Devo necessariamente aggiungere una regola al gioco: escludo dalla lista i musicisti con cui suono attualmente nei Soul Secret perché sono tra i miei preferiti in assoluto e le risposte sarebbero troppo ovvie (ride, ndr)! Detto questo, vediamo… alla batteria chiamerei Gavin Harrison, al basso Tony Levin, alla chitarra Marco Sfogli, alla voce Russel Allen e, ovviamente, l’intera Orchestra Sinfonica di Londra!

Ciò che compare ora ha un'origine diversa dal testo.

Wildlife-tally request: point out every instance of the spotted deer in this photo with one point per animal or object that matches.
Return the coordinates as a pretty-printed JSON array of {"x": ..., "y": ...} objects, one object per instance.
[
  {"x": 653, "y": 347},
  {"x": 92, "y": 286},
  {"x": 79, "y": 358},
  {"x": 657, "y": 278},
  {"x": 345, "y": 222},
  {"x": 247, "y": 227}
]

Domanda a bruciapelo: ti consideri un virtuoso?
No, perché lo considero un punto di arrivo. Ho ancora un’infinità di cose da scoprire e imparare. Al momento, possedere la tecnica per eseguire ciò che di volta in volta ho in mente e canalizzare il resto delle forze nella creatività e nella scoperta di nuova musica è ciò a cui mi sto dedicando.

Il disco è molto vario, questo risultato è una scelta voluta o è il frutto dell’istinto?
Frutto dell’istinto, in quanto mi piace suonare ed ascoltare di tutto. Come dicevo prima parlando di David Wise, i videogiochi hanno avuto una grande influenza sui miei gusti musicali. Quelle colonne sonore contengono davvero di tutto, poiché devono adattarsi a miriadi di situazioni diverse, e questa ricchezza di ascolto nella mia “adolescenza musicale” mi ha permesso l’ascolto dei generi più disparati senza alcun pregiudizio.

Mi incuriosisce il titolo “The 2nd Coming”, lascia più pensare a un secondo disco che a un esordio (anche se da solista). Mi spiegheresti questa scelta?
Il titolo fa riferimento al mio approccio alla musica. A casa c’erano vari strumenti musicali ed un giorno per scherzo imbracciai la chitarra classica. I miei genitori mi incoraggiarono a prendere lezioni, che però non portarono a risultati immediati. Mi avvicinai allora al pianoforte, ma persi l’interesse dopo un anno. Con il senno di poi ho capito che queste due esperienze erano dei semi giusti che non attecchivano perché il terreno era sbagliato. Fu quando un amico del liceo mi prestò un album strumentale prog metal che ebbi la rivelazione: ecco dove mi sarebbe piaciuto applicare tutte quelle conoscenze acquisite! Ripresi lezioni di pianoforte e mi interessai da autodidatta allo studio degli altri strumenti. Il mio ingresso nel mondo della musica è quindi riconducibile ad un primo tentativo blando e poi ad un “secondo avvento”: la chitarra e poi il pianoforte, la musica classica e poi la musica rock. La copertina del disco e la title-track giocano su metafore attinenti a questa storia personale.

Hai intenzione di proporre questi brani dal vivo o resta un progetto da studio?
Non ci ho ancora pensato, sicuramente dipenderà dall’interesse che ci sarà attorno al disco. Di sicuro posso dirti che i brani non sono stati pensati per un’esecuzione fedele dal vivo e ci sono talmente tante tastiere in contemporanea che la gente chiamata a suonare sul palco sarebbe davvero troppa (ride, ndr). Vedremo! Spero innanzitutto di poter tornare sul palco quanto prima: come diceva il mio maestro di pianoforte, “suonare significa suonare dal vivo”.